The idea that the Wye Valley can be cleaned up by the company that caused the problem in the first place by its lack of any moral or ethical concerns and by the very nature of its business model, is unrealistic to the point of irony. We know that in the past Cargill has generally reneged on environmental pledges. “As one of the largest companies in the world, Cargill has a responsibility to address its outsized impact,” Mighty Earth CEO Glenn Hurowitz has said. “Mighty Earth runs campaigns around the globe to advocate for sustainable business practices, and Cargill kept showing up when our investigations identified bad actors. Whether we were working on palm oil in Southeast Asia, cocoa farming in West Africa, or soy cultivation in South America, Cargill was always there, ready to thwart progress and impede joint conservation efforts”.

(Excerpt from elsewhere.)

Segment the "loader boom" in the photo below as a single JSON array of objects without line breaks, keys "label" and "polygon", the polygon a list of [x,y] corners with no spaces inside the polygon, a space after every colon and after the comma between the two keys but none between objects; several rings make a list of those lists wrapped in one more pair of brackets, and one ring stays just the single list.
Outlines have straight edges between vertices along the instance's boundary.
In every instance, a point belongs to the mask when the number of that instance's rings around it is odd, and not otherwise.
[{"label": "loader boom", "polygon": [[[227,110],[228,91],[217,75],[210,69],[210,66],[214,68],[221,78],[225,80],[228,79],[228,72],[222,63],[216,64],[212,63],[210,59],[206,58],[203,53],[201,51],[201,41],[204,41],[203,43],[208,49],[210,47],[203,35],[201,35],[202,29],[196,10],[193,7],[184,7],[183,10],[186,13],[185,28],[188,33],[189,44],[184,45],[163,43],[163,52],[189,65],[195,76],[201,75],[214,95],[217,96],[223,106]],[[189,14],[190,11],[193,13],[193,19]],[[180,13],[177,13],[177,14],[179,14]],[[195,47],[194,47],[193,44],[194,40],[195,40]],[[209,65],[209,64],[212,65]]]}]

Nor have I seen any evidence of the green credentials of the farmer who appears to see chicken shit digesting as a money-making venture. This may not be altogether surprising. I was told only yesterday of local established orchards being pushed out to make way for growing maize not for food or feed but especially for biogas production. A harmful and wasteful land-use, but doubtless profitable, which we subsidise because the Renewable Heat Incentive was badly drafted.
https://www.theguardian.com/environment/georgemonbiot/2014/mar/14/uk-ban-maize-biogas.
What is perhaps most disappointing is that while citizen scientists were getting up at dawn to take river water samples, the government agencies seem not to have been so active. The Environment Agency appears not to have been protecting the environment… And the Department for the Environment, Food and Rural Affairs appears not to have been planning any strategy for dealing with the devastation of the Environment caused by chicken farming in the other part of its portfolio, Food and Rural Affairs. Meanwhile countries like the Netherlands have been seriously tackling these problems for more than 20 years, taking the long view and looking for ways to reconcile food production with safeguarding the environment. (See below).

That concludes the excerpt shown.